Syrian Kurds Claim They Captured 16 Turkish Soldiers in Afrin

The Turkish military and Kurdish representatives have been sharing conflicting reports concerning the situation in Afrin.
The Syrian Kurdish militia told Sputnik that they captured 16 Turkish soldiers during fighting in Afrin, where Ankara and allied Free Syrian Army rebels have been conducting an operation since January 20.
“The militiamen lost four people,” the spokesman for the Kurdish Self-Defense Forces YPG added.
He also noted the reduction in the number of Turkish airstrikes in the area.
On Wednesday, Turkish and Kurdish representatives shared conflicting reports on casualties on the fifth day of the Afrin operation. While the Turkish military said that a total of 287 terrorists had been killed in the campaign, a YPG militia representative speaking to Sputnik challenged the Turkish military’s claims, saying that no more than 15-20 Kurdish militiamen had been killed.
The same day, Reuters cited a senior member of the Kurdish-led Syrian Democratic Forces as saying that the group had killed tens of Turkish forces and allied FSA rebels since the start of the “Olive Branch” operation, however, failing to provide an exact figure.

 After the Turkish General Staff announced on Saturday the launch of the operation in Afrin against the PKK and the YPG on Saturday, the SDF expressed readiness to “defend ourselves and our people.” The campaign, which started with airstrikes to support the Free Syrian Army rebels, has been followed by a ground operation by the Turkish military on Sunday.
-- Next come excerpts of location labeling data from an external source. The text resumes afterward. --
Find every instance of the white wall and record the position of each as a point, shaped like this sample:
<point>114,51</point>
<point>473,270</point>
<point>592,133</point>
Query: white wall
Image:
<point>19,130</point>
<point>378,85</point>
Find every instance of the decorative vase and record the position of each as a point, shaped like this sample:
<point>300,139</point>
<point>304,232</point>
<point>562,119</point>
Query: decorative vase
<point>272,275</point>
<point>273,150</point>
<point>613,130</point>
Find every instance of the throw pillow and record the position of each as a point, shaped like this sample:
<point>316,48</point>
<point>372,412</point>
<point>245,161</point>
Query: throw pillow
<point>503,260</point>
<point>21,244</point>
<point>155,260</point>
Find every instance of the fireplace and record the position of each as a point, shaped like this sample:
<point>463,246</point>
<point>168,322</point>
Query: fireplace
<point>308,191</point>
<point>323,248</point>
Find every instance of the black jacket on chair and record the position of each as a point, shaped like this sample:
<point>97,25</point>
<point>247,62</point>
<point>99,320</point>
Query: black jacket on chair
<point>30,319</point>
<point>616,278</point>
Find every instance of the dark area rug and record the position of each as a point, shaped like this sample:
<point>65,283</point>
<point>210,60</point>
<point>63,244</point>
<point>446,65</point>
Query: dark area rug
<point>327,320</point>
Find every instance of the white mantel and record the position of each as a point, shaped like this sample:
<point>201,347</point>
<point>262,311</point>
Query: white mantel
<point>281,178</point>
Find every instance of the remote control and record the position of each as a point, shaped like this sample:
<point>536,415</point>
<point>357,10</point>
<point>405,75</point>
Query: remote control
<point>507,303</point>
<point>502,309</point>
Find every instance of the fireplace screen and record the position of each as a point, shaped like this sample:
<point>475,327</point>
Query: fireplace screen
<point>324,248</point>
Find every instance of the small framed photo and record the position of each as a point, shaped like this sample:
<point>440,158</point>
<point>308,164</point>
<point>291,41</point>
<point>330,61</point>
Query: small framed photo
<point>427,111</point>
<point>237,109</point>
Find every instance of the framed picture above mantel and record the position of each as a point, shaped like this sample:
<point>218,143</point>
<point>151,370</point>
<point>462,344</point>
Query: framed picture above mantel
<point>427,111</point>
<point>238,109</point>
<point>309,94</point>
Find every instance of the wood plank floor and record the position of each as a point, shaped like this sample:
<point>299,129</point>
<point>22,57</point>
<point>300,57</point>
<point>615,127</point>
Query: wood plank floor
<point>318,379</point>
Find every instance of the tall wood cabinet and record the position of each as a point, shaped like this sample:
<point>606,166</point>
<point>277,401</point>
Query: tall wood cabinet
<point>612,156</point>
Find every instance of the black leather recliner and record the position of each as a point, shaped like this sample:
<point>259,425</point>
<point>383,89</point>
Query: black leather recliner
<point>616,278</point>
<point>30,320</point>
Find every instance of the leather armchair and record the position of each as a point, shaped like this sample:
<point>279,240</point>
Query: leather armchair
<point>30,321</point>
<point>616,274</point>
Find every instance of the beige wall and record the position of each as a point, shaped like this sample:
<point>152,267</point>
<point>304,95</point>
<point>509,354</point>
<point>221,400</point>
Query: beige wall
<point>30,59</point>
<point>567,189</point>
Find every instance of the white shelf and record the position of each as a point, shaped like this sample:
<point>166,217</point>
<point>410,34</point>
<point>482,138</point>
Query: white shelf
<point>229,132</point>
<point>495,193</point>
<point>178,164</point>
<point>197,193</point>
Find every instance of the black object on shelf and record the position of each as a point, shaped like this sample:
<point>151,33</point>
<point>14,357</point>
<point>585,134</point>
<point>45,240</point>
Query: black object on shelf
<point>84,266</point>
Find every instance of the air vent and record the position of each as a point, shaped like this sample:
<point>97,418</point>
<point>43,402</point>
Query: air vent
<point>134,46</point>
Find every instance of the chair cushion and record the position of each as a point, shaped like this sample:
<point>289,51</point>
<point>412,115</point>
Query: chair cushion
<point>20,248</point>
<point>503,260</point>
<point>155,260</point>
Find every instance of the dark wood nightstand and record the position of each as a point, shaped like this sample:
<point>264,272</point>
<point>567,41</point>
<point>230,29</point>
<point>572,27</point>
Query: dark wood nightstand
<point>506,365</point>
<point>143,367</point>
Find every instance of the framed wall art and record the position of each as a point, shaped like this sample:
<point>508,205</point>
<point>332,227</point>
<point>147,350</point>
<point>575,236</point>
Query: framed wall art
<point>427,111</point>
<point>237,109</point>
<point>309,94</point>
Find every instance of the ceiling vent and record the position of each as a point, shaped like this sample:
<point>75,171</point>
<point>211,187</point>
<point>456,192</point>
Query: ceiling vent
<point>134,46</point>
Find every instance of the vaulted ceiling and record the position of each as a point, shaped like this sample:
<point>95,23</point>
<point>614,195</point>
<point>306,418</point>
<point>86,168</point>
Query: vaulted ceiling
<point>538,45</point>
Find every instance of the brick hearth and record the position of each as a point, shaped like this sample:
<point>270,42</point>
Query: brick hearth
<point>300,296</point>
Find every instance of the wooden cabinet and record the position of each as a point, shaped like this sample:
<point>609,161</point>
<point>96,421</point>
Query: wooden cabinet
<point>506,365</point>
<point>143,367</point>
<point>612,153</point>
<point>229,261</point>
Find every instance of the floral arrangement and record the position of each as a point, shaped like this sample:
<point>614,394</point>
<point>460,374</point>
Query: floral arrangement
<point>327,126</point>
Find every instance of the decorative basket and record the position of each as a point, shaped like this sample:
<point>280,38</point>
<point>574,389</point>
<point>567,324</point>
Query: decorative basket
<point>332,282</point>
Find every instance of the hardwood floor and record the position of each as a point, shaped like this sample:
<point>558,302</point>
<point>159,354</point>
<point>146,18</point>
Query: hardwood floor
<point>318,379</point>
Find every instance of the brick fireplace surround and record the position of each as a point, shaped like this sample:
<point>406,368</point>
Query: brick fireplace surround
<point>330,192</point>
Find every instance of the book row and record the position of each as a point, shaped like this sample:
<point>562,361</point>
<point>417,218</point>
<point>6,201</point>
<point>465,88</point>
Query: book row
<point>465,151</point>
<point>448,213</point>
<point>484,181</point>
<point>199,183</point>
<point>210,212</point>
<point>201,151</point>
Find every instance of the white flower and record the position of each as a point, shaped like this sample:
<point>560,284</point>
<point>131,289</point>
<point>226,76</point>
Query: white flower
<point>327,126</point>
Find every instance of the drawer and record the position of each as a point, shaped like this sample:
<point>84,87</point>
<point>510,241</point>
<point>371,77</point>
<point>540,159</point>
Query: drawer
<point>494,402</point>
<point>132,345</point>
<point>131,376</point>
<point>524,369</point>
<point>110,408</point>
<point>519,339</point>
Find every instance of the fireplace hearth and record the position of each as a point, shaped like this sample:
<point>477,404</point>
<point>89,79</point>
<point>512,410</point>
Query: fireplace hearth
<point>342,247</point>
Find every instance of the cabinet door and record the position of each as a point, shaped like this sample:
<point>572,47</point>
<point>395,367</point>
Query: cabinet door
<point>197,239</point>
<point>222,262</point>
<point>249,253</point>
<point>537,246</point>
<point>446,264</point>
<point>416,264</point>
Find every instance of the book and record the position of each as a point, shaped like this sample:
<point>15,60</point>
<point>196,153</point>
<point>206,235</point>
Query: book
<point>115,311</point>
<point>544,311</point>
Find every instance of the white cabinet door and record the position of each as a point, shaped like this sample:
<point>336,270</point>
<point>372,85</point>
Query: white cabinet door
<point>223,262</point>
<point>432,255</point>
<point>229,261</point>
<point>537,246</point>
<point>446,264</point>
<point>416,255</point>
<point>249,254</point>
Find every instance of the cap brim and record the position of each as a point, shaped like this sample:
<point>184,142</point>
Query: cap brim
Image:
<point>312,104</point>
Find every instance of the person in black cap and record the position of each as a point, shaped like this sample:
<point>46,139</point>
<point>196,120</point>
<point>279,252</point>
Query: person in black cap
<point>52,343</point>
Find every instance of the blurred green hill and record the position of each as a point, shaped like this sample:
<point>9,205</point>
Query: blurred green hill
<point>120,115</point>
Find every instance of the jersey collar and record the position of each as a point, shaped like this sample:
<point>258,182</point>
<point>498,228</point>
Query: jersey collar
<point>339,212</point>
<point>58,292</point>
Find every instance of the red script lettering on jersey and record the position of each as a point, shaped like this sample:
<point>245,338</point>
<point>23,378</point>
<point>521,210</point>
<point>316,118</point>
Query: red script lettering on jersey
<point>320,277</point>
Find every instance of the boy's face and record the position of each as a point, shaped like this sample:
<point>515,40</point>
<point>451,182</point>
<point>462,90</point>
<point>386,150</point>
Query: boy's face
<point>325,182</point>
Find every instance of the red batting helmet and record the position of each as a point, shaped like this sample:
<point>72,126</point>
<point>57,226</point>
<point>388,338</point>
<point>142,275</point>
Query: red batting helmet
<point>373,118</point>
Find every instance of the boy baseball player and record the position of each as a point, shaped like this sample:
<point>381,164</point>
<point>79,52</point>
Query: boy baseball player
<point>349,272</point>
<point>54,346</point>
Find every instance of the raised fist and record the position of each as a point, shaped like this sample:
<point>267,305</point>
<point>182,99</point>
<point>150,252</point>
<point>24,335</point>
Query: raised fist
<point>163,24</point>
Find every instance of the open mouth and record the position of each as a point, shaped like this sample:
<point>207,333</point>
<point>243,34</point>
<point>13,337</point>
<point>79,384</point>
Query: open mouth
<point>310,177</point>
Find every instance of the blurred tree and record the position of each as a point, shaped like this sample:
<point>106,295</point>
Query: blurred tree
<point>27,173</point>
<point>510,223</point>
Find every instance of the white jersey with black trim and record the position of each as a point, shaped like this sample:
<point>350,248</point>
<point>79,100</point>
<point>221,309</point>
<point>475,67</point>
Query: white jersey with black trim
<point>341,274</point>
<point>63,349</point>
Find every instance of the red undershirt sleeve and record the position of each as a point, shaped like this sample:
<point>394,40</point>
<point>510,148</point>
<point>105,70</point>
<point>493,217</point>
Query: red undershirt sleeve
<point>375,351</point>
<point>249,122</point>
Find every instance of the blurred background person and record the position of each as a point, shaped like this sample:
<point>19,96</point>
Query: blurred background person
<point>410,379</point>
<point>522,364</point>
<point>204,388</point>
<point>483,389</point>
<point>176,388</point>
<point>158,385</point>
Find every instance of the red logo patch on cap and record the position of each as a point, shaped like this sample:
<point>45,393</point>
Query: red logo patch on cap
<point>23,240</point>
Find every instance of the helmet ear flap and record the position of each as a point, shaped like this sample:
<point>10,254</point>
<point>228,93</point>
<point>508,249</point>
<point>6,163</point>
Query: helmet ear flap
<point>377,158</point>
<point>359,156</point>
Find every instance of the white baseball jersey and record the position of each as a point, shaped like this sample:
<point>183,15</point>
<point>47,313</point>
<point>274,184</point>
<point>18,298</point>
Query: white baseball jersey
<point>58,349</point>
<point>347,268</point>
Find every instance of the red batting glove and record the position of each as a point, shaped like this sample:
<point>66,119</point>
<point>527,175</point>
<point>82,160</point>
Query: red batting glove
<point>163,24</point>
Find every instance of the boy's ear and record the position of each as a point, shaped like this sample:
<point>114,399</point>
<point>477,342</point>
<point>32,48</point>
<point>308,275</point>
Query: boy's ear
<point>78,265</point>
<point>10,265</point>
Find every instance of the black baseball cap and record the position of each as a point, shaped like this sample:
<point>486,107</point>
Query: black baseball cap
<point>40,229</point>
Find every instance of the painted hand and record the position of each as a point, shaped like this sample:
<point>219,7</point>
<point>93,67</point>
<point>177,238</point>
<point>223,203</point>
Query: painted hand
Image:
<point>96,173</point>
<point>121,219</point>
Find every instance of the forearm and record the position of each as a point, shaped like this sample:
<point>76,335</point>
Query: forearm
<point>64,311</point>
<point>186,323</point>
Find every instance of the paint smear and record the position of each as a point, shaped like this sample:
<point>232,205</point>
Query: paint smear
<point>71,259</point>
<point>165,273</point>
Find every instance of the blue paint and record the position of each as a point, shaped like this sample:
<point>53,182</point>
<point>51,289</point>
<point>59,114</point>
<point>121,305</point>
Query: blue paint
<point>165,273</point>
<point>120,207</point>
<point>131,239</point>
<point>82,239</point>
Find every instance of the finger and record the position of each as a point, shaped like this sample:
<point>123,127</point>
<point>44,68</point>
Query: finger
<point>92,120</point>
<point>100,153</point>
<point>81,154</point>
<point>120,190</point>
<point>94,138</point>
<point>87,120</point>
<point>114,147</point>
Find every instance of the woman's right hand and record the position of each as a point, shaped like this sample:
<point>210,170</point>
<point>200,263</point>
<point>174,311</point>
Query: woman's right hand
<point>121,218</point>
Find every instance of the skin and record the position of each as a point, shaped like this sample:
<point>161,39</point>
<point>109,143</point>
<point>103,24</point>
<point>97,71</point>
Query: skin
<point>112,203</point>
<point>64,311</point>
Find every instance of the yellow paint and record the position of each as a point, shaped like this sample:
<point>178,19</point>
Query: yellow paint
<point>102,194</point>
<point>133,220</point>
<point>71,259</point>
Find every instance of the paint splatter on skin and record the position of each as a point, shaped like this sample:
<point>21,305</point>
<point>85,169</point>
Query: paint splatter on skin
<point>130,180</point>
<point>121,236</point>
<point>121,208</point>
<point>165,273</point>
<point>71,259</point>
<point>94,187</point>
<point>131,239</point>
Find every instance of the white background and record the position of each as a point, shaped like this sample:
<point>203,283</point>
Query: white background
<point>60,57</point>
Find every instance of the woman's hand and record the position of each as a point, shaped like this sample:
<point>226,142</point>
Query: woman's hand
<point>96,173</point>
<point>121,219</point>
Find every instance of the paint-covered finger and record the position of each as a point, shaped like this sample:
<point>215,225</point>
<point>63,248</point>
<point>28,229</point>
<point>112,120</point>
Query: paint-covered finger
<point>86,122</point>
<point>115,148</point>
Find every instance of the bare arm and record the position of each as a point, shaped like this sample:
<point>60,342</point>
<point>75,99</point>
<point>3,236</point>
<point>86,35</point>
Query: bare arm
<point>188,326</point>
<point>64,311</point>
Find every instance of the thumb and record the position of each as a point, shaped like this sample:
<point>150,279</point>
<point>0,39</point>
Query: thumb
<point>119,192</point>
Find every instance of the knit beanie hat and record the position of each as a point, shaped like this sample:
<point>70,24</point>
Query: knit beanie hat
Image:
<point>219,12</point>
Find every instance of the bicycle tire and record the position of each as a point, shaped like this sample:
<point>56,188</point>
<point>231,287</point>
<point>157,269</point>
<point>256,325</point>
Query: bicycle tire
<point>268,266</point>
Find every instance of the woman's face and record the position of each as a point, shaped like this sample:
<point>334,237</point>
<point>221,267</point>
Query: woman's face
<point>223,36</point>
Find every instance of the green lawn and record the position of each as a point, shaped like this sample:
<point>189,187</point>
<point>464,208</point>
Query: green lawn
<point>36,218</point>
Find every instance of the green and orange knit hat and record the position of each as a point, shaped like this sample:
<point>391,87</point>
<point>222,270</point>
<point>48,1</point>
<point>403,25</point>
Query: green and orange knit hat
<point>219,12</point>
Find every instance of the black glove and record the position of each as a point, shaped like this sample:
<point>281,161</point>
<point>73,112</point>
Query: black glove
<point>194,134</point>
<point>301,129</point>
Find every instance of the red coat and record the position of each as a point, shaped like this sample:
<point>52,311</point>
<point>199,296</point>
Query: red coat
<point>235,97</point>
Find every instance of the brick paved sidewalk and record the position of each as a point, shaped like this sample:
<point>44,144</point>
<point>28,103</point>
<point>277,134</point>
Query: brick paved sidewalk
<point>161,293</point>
Ankara has been mulling an operation in Afrin since the US announced plans to build a 30,000-strong Kurdish-led Syrian Democratic Forces (SDF) security force on Syria’s border with Turkey, which President Recep Tayyip Erdogan called a “terrorist army.” The force was expected to consist to a great extent of People’s Protection Units (YPG) militia, which Turkey classifies as a terrorist group affiliated with its own illegal Kurdish organization, the Kurdistan Workers’ Party (PKK), which calls for Turkish Kurds’ autonomy from Ankara.